Vietnam’s Ministry of Finance has reported that there have been no applications from companies to join the country’s five-year digital asset trading pilot, despite a surge in global interest in regulated cryptocurrency markets.
During a news briefing on Sunday, Deputy Minister of Finance Nguyen Duc Chi stated to local media that the ministry has not received any proposals from firms wishing to initiate digital asset trading in the nation.
“At this moment, the ministry has not seen any proposals from enterprises,” Chi added, noting that the pilot program will permit a maximum of five participants. He also mentioned that the ministry is accelerating the process so that the first qualified enterprise can be authorized and start operations as soon as possible.
“We aim to launch this pilot before 2026,” Chi remarked. “However, the speed of progress will rely on how effectively enterprises can satisfy the necessary requirements.”
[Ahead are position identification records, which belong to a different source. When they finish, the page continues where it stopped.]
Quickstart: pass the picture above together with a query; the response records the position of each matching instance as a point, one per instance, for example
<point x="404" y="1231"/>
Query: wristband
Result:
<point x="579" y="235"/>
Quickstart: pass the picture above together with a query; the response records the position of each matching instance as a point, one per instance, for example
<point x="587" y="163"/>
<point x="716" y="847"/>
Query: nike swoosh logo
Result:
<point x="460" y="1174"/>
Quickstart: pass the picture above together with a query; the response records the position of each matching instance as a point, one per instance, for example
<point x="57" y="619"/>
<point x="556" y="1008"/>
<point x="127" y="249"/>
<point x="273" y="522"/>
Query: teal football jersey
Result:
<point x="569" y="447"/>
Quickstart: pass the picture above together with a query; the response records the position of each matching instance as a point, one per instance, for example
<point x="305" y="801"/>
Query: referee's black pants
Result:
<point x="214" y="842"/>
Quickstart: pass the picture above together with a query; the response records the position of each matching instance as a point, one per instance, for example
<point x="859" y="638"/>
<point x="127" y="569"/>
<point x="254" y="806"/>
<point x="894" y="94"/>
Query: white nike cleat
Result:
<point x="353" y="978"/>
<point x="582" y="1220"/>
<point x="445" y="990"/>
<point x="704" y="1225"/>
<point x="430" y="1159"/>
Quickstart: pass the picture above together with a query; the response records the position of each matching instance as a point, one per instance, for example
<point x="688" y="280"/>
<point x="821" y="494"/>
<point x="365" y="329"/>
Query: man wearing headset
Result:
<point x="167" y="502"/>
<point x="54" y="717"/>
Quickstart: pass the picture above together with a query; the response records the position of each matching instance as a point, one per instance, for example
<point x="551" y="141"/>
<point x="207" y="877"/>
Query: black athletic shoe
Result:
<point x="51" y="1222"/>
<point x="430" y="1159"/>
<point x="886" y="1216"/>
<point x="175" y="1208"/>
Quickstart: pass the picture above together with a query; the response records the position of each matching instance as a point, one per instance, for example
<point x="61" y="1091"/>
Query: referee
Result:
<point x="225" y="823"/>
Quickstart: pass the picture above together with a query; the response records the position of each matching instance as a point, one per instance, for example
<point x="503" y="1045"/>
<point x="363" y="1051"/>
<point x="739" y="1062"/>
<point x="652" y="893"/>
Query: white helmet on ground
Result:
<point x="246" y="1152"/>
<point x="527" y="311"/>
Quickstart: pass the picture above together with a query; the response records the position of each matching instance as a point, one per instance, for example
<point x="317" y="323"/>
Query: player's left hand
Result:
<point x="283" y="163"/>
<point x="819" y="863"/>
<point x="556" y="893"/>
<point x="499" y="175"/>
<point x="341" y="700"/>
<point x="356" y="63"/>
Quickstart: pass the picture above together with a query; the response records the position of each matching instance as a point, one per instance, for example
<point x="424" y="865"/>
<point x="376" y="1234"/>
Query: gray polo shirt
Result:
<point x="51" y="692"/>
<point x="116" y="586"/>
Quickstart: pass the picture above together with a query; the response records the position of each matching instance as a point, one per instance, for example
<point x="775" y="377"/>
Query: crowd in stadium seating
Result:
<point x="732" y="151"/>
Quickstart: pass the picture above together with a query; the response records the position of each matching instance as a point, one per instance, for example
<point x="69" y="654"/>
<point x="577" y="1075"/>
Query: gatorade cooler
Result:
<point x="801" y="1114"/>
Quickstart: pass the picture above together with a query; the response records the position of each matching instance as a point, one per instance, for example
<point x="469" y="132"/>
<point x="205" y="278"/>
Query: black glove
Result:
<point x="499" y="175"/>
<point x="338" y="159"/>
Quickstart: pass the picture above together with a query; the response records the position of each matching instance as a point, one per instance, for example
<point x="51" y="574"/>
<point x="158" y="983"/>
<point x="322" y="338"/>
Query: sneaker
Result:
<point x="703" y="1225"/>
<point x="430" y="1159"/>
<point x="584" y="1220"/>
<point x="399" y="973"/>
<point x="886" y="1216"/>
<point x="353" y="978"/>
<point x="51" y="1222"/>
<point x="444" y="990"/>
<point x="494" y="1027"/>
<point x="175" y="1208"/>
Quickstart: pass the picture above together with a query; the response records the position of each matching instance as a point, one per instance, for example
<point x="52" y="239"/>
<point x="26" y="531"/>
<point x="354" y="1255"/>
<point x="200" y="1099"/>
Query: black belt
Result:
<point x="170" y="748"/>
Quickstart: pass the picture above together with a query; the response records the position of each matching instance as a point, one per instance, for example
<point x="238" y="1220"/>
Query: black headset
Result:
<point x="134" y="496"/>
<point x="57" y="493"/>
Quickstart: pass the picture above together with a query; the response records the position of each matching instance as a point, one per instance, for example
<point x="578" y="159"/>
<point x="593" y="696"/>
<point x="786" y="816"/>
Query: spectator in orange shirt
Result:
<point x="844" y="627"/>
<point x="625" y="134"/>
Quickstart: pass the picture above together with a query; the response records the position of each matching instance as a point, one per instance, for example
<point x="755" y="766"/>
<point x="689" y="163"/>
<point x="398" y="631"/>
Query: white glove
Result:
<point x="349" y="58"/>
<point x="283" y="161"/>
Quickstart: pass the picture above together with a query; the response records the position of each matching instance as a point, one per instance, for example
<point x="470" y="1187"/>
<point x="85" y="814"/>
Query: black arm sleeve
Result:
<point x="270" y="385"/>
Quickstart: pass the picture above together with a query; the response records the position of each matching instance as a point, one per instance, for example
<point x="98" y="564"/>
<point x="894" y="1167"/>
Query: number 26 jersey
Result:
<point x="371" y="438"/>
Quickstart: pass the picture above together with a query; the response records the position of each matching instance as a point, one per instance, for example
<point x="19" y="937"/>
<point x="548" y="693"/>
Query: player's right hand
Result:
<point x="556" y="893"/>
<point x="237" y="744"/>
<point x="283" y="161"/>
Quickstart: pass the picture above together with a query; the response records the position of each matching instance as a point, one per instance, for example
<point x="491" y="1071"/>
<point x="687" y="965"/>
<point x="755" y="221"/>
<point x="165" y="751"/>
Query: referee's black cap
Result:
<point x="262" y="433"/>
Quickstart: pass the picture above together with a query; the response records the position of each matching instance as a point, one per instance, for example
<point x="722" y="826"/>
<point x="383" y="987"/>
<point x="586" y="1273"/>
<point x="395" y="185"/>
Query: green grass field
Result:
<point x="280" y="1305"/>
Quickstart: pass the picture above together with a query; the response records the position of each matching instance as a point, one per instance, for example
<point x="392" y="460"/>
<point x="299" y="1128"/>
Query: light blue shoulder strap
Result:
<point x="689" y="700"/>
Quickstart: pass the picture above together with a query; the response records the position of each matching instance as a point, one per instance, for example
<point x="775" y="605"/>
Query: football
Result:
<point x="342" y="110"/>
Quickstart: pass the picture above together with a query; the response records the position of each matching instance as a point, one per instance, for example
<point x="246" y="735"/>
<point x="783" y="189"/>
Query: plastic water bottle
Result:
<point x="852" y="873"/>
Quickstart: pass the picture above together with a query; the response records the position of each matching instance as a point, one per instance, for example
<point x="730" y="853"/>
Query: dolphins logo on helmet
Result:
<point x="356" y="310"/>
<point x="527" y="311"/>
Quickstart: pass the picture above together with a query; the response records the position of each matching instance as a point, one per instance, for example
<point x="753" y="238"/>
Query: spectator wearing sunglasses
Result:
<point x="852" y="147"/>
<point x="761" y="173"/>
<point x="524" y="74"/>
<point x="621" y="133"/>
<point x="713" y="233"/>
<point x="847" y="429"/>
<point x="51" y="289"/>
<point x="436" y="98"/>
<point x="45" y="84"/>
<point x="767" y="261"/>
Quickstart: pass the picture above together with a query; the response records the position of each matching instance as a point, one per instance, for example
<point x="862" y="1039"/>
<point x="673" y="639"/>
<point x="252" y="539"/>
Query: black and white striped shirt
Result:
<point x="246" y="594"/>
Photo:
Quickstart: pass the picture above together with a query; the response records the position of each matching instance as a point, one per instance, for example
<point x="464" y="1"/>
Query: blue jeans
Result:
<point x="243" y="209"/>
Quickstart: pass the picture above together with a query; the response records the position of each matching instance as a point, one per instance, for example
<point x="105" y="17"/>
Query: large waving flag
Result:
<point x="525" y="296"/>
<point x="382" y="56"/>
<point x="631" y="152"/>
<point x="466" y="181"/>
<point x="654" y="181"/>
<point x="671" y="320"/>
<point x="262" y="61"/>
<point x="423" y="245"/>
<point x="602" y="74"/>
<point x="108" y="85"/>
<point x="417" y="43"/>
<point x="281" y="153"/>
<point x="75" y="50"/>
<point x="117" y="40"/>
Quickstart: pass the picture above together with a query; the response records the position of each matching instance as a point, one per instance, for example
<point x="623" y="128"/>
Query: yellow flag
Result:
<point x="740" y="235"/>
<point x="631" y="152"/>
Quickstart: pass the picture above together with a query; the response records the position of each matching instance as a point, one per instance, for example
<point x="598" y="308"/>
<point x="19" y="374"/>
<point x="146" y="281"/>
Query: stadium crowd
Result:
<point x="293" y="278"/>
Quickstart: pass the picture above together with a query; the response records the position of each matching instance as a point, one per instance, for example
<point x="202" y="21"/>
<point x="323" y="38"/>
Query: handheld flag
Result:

Capital demands and asset restrictions hinder market responsiveness
This announcement follows nearly a month after the government issued Resolution 05/2025, which officially initiated a long-anticipated crypto pilot.
The absence of applicants underscores the significant compliance challenges and limited product range that companies must navigate to qualify. These challenges include substantial capital requirements, strict staffing constraints, and limitations on the crypto offerings permitted.
According to the Ministry of Finance, licensed crypto asset service providers (CASPs) are required to maintain a minimum capital of at least 10 trillion dong (approximately $379 million). This figure aligns with the prerequisites for full commercial banks and diverges from those typical of ordinary fintech startups.
Other Southeast Asian jurisdictions might present a more feasible avenue for crypto companies. Singapore, Hong Kong, and Japan offer non-bank options with capital requirements ranging from $1 million to $5 million, resulting in lighter financial obligations.
In addition to substantial capital demands, Vietnam is also imposing restrictions on the issuance of crypto assets that are backed by fiat currencies or securities. This effectively excludes most stablecoins, including USDT, USDC, and a rapidly expanding category of tokenized securities and money-market funds.
This limitation reduces the variety of products that could attract both retail and institutional investors.
Related: Vietnam state-run Military Bank collaborates with Dunamu to establish a crypto exchange
Contradicting global demand
The restrictions coincide with a period when fiat-backed stablecoins and tokenized treasuries are among the fastest-growing segments within the crypto sphere.
The stablecoin supply recently exceeded $300 billion, with transfers surpassing $15.6 trillion in the third quarter of 2025. Inflows during that period amounted to $46 billion, primarily driven by Tether’s USDT, Circle’s USDC, and Ethena’s synthetic stablecoin, USDe.
Simultaneously, data from RWA.xyz indicated that tokenized treasuries had risen to over $8 billion, influenced by BlackRock’s BUIDL fund and Franklin Templeton’s BENJI tokens. This suggests that institutions may be seeking yield, collateral, and quicker settlement times.